The fund was established in August 2016 but this is the first time that significant businesses have been transferred under its control. It was already controlling horse racing and lottery assets.
When the fund was founded in August, the state-run Anadolu news agency said it would be used to finance "mega projects" such as the planned Istanbul shipping canal and a new three-level tunnel under the Bosphorus.
Erdogan fondly refers to such plans as his "crazy projects" aimed at transforming infrastructure to create a "new Turkey".
Last year alone saw the building of the third road bridge across the Bosphorus and the first road tunnel underneath the strait.

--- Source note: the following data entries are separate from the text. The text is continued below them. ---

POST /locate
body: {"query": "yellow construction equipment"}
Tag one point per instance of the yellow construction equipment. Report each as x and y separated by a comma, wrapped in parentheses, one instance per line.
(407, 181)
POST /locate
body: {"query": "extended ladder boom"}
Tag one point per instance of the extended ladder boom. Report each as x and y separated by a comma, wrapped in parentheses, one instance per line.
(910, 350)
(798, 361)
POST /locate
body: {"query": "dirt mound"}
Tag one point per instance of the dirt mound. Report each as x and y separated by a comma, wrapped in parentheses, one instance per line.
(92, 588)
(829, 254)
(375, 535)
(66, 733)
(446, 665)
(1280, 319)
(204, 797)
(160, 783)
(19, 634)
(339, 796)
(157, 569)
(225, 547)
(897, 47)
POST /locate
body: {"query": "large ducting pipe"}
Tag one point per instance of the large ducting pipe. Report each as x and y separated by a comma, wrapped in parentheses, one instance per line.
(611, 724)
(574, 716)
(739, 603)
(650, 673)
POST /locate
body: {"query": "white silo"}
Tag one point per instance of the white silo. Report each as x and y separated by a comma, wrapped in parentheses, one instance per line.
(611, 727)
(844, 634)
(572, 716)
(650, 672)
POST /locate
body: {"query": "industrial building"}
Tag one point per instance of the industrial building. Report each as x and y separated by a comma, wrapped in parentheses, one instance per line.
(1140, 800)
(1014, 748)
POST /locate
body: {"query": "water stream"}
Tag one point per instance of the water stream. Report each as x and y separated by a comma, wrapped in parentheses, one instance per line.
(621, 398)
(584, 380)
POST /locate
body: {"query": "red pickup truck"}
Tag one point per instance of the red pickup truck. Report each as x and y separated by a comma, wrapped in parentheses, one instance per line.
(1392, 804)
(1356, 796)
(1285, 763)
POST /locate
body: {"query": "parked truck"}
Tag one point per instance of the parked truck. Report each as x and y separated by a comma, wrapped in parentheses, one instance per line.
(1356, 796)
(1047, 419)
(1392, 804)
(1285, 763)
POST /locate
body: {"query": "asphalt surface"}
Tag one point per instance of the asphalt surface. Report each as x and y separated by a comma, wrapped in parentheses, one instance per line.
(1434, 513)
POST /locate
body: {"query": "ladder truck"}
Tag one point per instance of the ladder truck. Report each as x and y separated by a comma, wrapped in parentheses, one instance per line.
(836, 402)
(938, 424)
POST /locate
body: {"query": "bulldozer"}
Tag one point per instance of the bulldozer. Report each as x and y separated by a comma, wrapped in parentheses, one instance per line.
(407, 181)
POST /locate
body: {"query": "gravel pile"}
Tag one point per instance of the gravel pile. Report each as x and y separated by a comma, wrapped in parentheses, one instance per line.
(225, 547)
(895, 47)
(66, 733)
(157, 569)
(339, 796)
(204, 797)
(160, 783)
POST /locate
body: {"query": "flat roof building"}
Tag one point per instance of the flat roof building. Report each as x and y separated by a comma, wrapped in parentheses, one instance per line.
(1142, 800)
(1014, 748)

Officials have said the fund aims eventually to have a value of $200 billion (187 billion euros). There was no official comment on the total valuation of the assets moved.
But the plan did not meet universal approval, with the spokeswoman of the opposition Republican People's Party (CHP) Selin Sayek Boke calling it a "palace mortgage fund" in reference to Erdogan's presidential complex.
CHP MP Faik Oztrak meanwhile compared it to the excesses of 19th century Ottoman bureaucracy.
But government spokesman and deputy prime minister Numan Kurtulmus strongly defended the fund, saying it was aimed at "guaranteeing the strength of the economy against external interference".
He said the accusations of the CHP were "wrong and inappropriate", adding that the fund would be a "national institution".
James Sawyer, Turkey analyst at Eurasia Group, said the announcement was in line with Erdogan's vision of a more state-run economy as the nation prepares for a referendum this year on expanding his powers.
"This move will further centralise economic policy-making in Erdogan's hands without any oversight," he told AFP.
"These assets will most likely be used to ensure that funding for infrastructure megaprojects continues at any cost."
Turkey is following in the steps of several countries in putting key national assets into a sovereign wealth fund, which can be used for major projects, maintaining pensions and national welfare programmes, or in times of crisis.
But Ankara's fund is so far well behind the biggest sovereign wealth funds in energy-rich Norway and the Gulf as well as China.
Norway's sovereign wealth fund is the world's largest, worth $892 billion and holding stakes in around 9,000 companies worldwide.